If you believe that evidence that does not withstand scrutiny (that is, evidence that does not meet basic quality standards, contains major methodological errors, is statistically insignificant, is based on fallacious reasoning, or any other reason why the evidence is scrutinized) is evidence that we should use, then you are advocating for pseudoscience. The expected value of benefits based on such evidence is near zero.
I'm sorry if criticizing pseudoscience is frustrating, but that kind of thinking has no place in rational decision-making.

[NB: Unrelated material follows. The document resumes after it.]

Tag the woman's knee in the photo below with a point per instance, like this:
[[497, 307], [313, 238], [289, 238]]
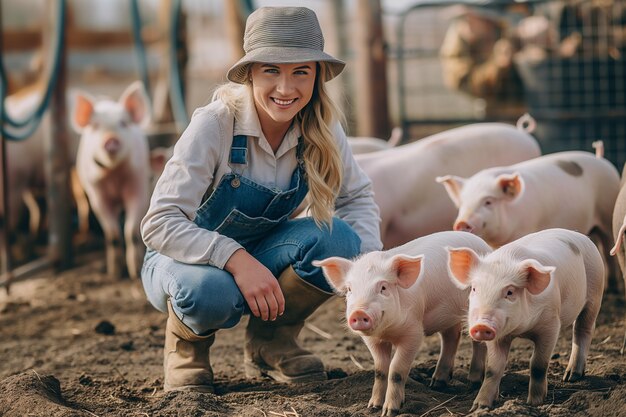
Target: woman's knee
[[323, 243], [205, 297]]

Your summary of the quoted text is inaccurate. You claim that this is an arguement that evidence is not something that in inherently required, but the quote says no such thing. Instead, it references "a large body of scientific evidence" and "stronger evidence" vs "limited evidence". This quote essential makes the same arguement I do above. How can we square the differences in these interpretations?
The quoted text implies that the evidence would not be sufficient under normal circumstances, hence the "evidence dilemma". If the amount of evidence was sufficient, there would be no question about what is the correct action. While the text washes its hands from making the actual decision to rely on insufficient evidence, it clearly considers this as a serious possibility, which is not something that I believe anyone should advocate.
You are splitting hairs about the difference between "no evidence" and "limited evidence". The report considers a multitude of different AI risks, some of which have more evidence and some of which have less. What is important is that they bring up the idea that policy should be made without proper evidence.
The "scientific" phrasing frustrates me because I feel like it is often used to suggest high rigor without actually demonstrating that such rigor actually applies to a give situation, and because I feel like it is used to exclude certain categories of evidence when those categories are relevant, even if they are less strong compared to other kinds of evidence. I think we should weigh all relevant evidence, not exclude cetain pieces because they aren't scientific enough.
Again, you are attacking me because of the word "scientific" instead of attacking my arguments. As I have many, many times said, studies should be weighted based on their content and the scrutiny it receives. To oppose the word "science" just because of the word itself is silly. Your idea that works are arbitrarily sorted to "scientific" and "non-scientific" based on "style points" instead of assessing their merits is just wrong and a straw-man argument.
I don't think my argument leads to this conclusion. I'm just saying that AI risk has some evidence behind it, even if it isn't the most rigorous evidence! That's why I'm being such a stickler about this! If it were true that AI risk has actually zero evidence then of course I wouldn't buy it! But I don't think there actually is zero evidence even if AI risk advocates sometimes overestimate the strength of the evidence.
Where have I ever claimed that there is no evidence worth considering? In the start of my post, I write:
What unites many of these statements is the thorough lack of any evidence.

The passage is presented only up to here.